7. Don't to be too quick on leasing
Sears is trying to lease out store space to other retailers, with the offer open for nearly every Sears and Kmart. Unfortunately, Sears Holdings Corp. is more interested in just 'whatever it can get' rather than a good fix for the store. For example, a Cupertino, California Sears store is leasing out some of its space to a health club! More troubling is that the strategy resembles what Montgomery Ward did in the late 1980s and early 1990s, and we know what happened to them. Service Merchandise also similarly downsized store space. A Greensboro, North Carolina Sears store is sub-leasing part of its store to Whole Foods Market, which seems like a wonderful idea until you realize the Whole Foods is not going to be connected to Sears itself. What Sears and Kmart should be doing is leasing space that will actually open up to the inside, and complement the store. In the 1960s, the Canoga Park, California store included a Vendome store-within-a-store, which sold wine and spirits (by the way, Vendome is still around, but no longer offers brick-and-mortar retail space.) Another great way for Sears to 'rent out' space would be to convert some space to a Kmart, instead of having the aforementioned bad combinations.

8. Rediscover the Past
Sears and Kmart both have a storied past. What they need to do is look for past inspirations to help them find a niche today. I don't know why the Duluth, GA concept was never pushed forward but Sears needs to be classier. You don't have to have exclusively softlines to be 'classy'  but Sears needs to be "I'm a store that harkens back to the golden days of department stores, where there was something for everyone, Explore me!" This includes the fact that Sears should restore some of its older locations. A Sears store in inner Houston, TX and visible from the highway got a nasty exterior remodeling in the 1960s hiding its art deco. After Hurricane Ike, a piece of missing metal siding revealed the art deco exterior underneath, yet Sears hasn't gone ahead with any restoration of this building. Meanwhile, Kmart shouldn't imitate Walmart and Target and go for "low prices" or "affordable fashions" too much, it should just be a no-frills mid-line discount store, like it always was. Perhaps Kmart should revive the Kmart Chef name for its in-store restaurants with an improved menu and décor.

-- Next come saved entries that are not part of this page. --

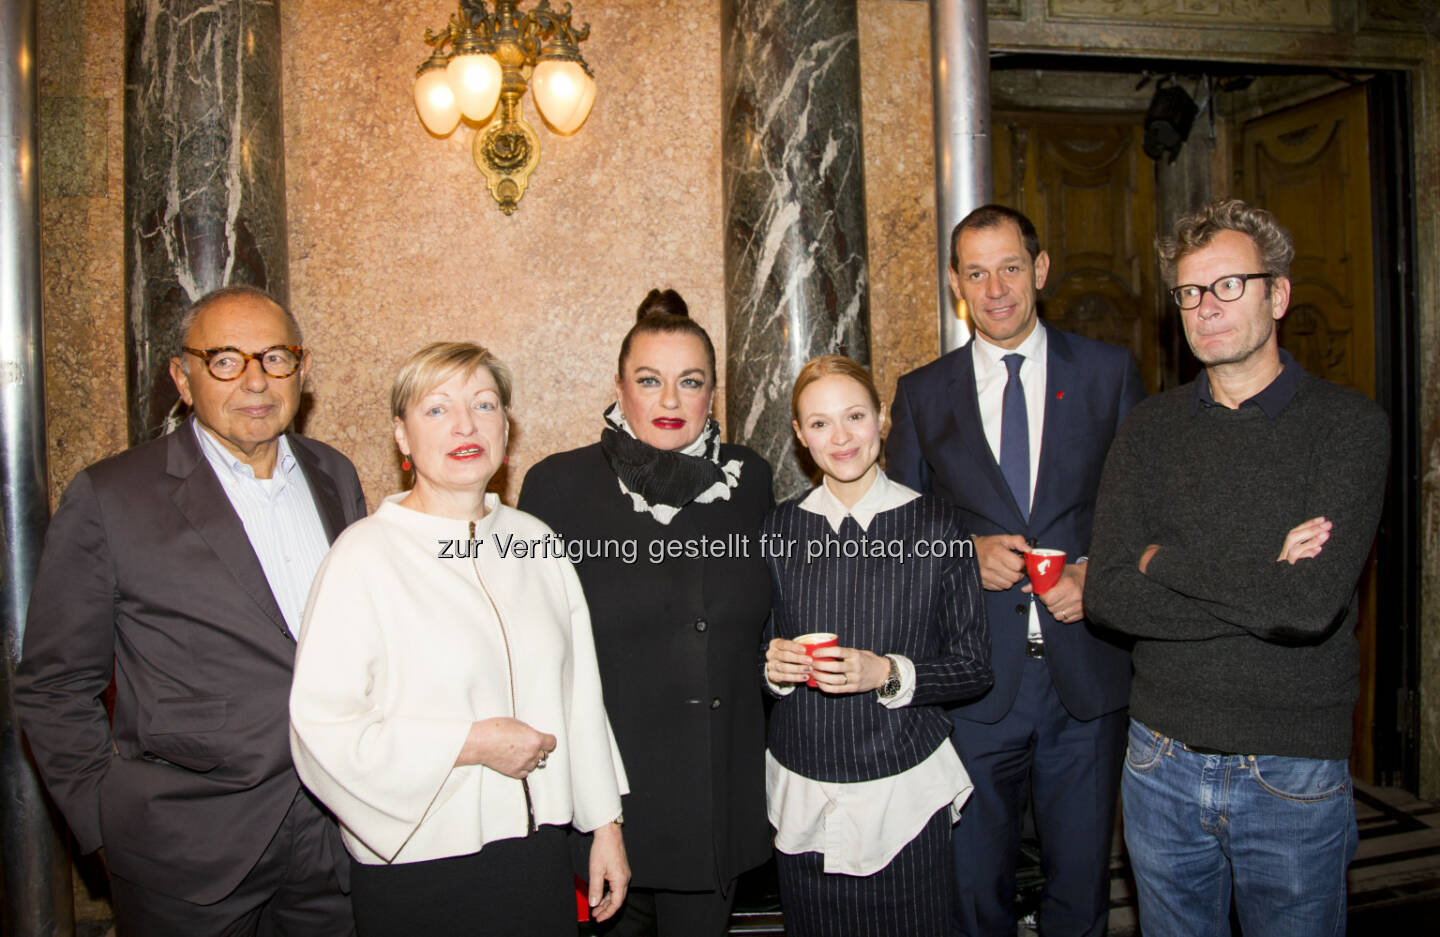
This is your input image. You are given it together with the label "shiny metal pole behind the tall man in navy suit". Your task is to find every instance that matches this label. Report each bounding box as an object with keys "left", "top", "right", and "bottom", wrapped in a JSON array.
[{"left": 930, "top": 0, "right": 995, "bottom": 354}]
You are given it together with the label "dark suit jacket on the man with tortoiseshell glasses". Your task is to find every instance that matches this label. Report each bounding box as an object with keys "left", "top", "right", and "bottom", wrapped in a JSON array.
[{"left": 16, "top": 425, "right": 366, "bottom": 904}]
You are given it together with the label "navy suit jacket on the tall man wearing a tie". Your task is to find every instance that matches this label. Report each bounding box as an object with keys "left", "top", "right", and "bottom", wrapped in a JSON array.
[{"left": 886, "top": 322, "right": 1145, "bottom": 723}]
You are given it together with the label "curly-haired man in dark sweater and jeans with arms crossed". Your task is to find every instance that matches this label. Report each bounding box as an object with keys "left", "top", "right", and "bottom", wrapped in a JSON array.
[{"left": 1086, "top": 199, "right": 1388, "bottom": 937}]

Sears Duluth, GA retro concept store.
9. Invest in Remodeling
Sears and Kmart stores are woefully out of date. Even the new-style Kmart logo on the '70s arches store is a bit painful to look at. While blue seems to work for Sears (it's kind of iconic, after all), the new brown and orange is a kind of unappealing look for Kmart. Why Kmart abandoned the green and grey concept of 2002 is beyond me. Clean up the stores and make them truly attractive places to shop again.

One of Kmart's green and grey concept stores.
10. Get new leadership
Kmart's Chuck Conaway led them into bankruptcy while frittering away the company's money on personal luxuries illegally. Lampert hasn't done much if any to improve Kmart's standings as a viable competitor to Walmart and Target. Even holding them back, all the while giving himself a large salary as CEO and bleeding the two brands to their death. Some suspect he's devaluing them deliberately and just using the company for it's real estate. 


And there you have it, Pseudo3D definitely makes some very good points in the article. The main point to take away is Sears Holdings needs to do something different to right the ship, because its sinking quick, fast, and in a hurry. I think investing money in the stores for remodels and improved product assortment is the single most important and biggest thing they can do at this point to help the company.